Mass Effect 3 vs. JC Penney: Marketing vs. making buying simpler

Feb 24 2012

Buying a video game, like the upcoming Mass Effect 3, is really complicated these days.

First, there’s stuff like this:

“Origin exclusive” means I get the in-game item if I buy the game a certain way. There might also be a Best Buy exclusive. Or a credit card exclusive. Or a second-Tuesday-of-the-month exclusive. Some exclusives are mutually exclusive exclusives, with a different bonus for Gamestop and Wal-Mart customers.

Origin is, of course, EA’s new Steam knockoff, another digital distribution platform for games. It’s required to play Mass Effect 3 on PC. As a PC gamer, that’s another piece of software I have to download and worry about, but for EA it’s a new way to sell me games. I’m sure the marketing guys are thrilled about it. I’m less excited.

Now they’ve announced DLC (downloadable content) that will be available upon the game’s release. It’s yet another thing to fuss over. Another thing to worry about. I have to decide if having an extra character in the game is worth the 3 dollars or 10 dollars they’ll be charging for it. For him.

Is he crucial to the story? Will the game still be good without him in it? Will he be a good squadmate or someone I end up not really liking? The answers are irrelevant, because having to even ask the questions is what’s bothering me.

At this point, it’s not about money. It’s about convenience. Buying a video game is too damned annoying. It’s like stopping at a toll both; It’s not paying the 75 cents that bothers me, it’s having to slow to a stop, wait in line, and then throw change in the bucket before I can be on my way.

It’s a pain.

In their rush to make money, game companies like EA and Bioware have inadvertently made their product harder to buy, increasing friction at the ever-so-crucial point of the financial transaction.

I’m not taking a principled stand against the game. I’m just not buying it because I can’t be bothered. I’ll be back when it’s easy.

So, what does that have to do with JC Penney?

They’re going the other way by simplifying the process of buying what they sell. They’re simplifying sales by just slashing everything by about 40% and doing away with the constant barrage of promotions. They’re making tags easier to read and easier to use.

They’re rounding prices to the nearest dollar.

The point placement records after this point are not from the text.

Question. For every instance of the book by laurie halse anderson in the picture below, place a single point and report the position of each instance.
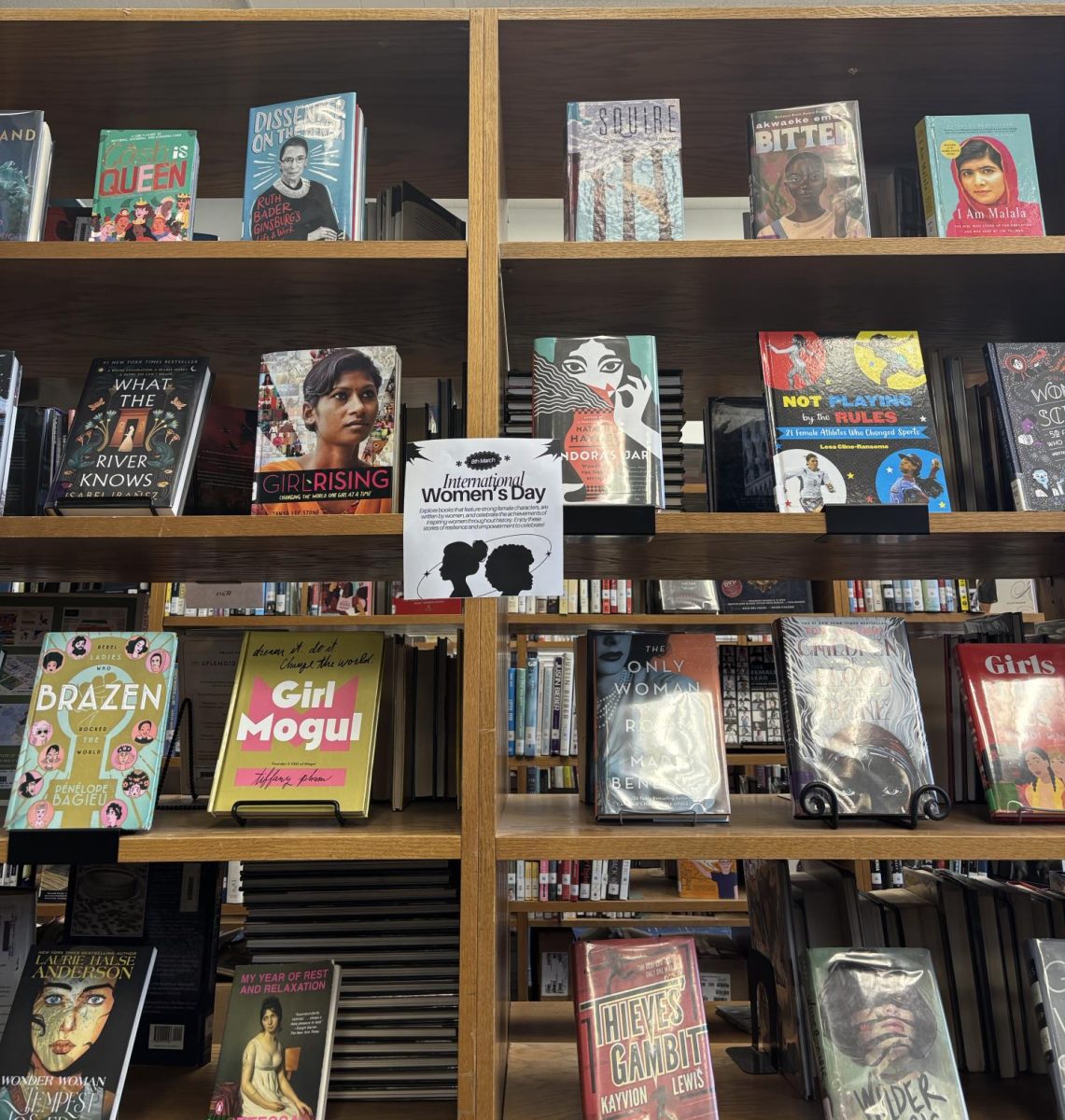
(302, 722)
(851, 421)
(282, 1012)
(146, 185)
(642, 1029)
(93, 745)
(327, 431)
(1030, 398)
(852, 717)
(67, 1042)
(133, 441)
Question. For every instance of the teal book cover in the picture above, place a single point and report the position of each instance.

JC Penney has essentially said the extra burden placed on the customer by all the 8.95s and 19.99s is no longer outweighed by whatever bullshit marketing benefit the practice had.

They strive to build trust and simplify the buying process in a brick-and-mortar retail environment. Meanwhile EA is trying to recreate all the typical brick-and-mortar consumer abuse in a digital environment.

I can’t help but think EA has everything hopelessly backward here. I just wish they didn’t have some of my favorite game franchises to sacrifice at the altar of marketing.